With copious changes made over the period of dovetailing productions from May 1692 to around the time of Purcell's death, remaining sources are too hopelessly contradictory to form a clear understanding of the composer's definitive wishes, if indeed he had any. I am sure he realized, as we do, that semi-opera was not, except in the most localized way, a dramatic medium; the music after all is little more than tangential to the narrative of the play. Despite that, Purcell's music for the masques in all five acts has a self-contained wonder all of its own, highly evocative of the magical and supernatural which originates, if seriously diluted, from Shakespeare's A Midsummer Night's Dream. Of course, the music still has to make sense quasi-dramatically and as modern recordings have shown, by presenting the music complete without the spoken play, this is surprisingly easy to achieve.
Roger Norrington clearly identifies with Purcell's refined characterization as demonstrated in his performance of the work at The South Bank's ''Purcell Experience'' in autumn 1993. There is a great sense throughout the recording, made shortly afterwards, that each gesture in the music has been thoroughly absorbed and filtered. This makes for an extraordinarily tidy, persuasively articulated and lean account: the instrumental dances contain a textural luminosity which is at times revelatory and the attention to detail gives the marvellously fleeting nuance of Purcell's part-writing the chance to be noticed; no one has produced such a mesmerically crafted evocation in ''A Dance for the Followers'' of Oberon sprinkling magic flower juice into Titania's eyes.
Part of Norrington's success lies in his eloquent feel for tempos. The opening instrumental numbers are unhurried, some, like the attractive Rondeau, are shaped in an unusually cultivated manner with subtle accentuations in otherwise seamless melodic phrasing. This care in the instrumental music, most captivatingly employed in a stately reading of the superb Act 4 Overture, is equally applicable to the vocal numbers which boast a skilfully chosen array of singers, each of whom evidently suits Norrington's highly focused view of the music. Unlike Harry Christophers's if not more celebrated then more recognizably diverse group of soloists, we have here an easy and pleasing contrast between different voices which is best exemplified in the series of numbers before the end of Act 2, culminating in Richard Wistreich's comforting and soft-grained allegory, Sleep. The other bass, David Wilson-Johnson, is a splendid drunken poet, though arguably retaining too much self-respect at the end.
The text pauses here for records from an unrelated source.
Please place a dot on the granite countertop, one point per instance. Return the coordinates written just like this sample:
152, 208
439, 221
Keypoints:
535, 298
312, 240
He excels too in the deeply moving ''Now Winter comes slowly''. Mark Padmore and Howard Crook are cut from the same cloth in many respects, both capable of perfuming a text in a light and agile way and together they blend effortlessly in ''Let the fifes''. Lorraine Hunt, whom I have not heard sing Purcell other than Dido, is a convincing and authoritative foil to Catherine Pierard and Susan Bickley, each of whom seems to grow in stature as the work progresses. Hunt sings an impassioned Plaint with a mellowness and control which one recalls from her finest Handel recordings.
Although I admire Norrington's finely wrought view of this masterpiece, there is a prevailing calculation about proceedings which will concern those who prefer their Purcell sounding fresh from the road. Christie's version certainly has a flavour for the mustiness of the Restoration pit (though transported rather too obviously Paris-wards for some people's taste) following a full-blown production. In short, Norrington's performance is 'state of the art' Purcell and the price for such intricate and poised expression is that the whole feels rather studio-made, each scene a graceful vignette of layered perceptions. On a less fundamental level, the keen edge of his vision denies a more yielding approach at some moments. The wonderfully evocative pedal on ''Let 'em sleep'' in Act 1 is disappointingly hurried, the opening of Act 2 is not quite as evocative as it might have been and the equivalent place in Act 3 is a touch undernourished compared with both Gardiner's and Christophers's versions.
For all that, this is a splendid achievement. It is not for me, a clear favourite as such because each of tie other three has angles on this delicious score which I would not want to be without. Norrington adds to these other distinguished accounts with the most aristocratic and refined account to date. Fine recorded sound.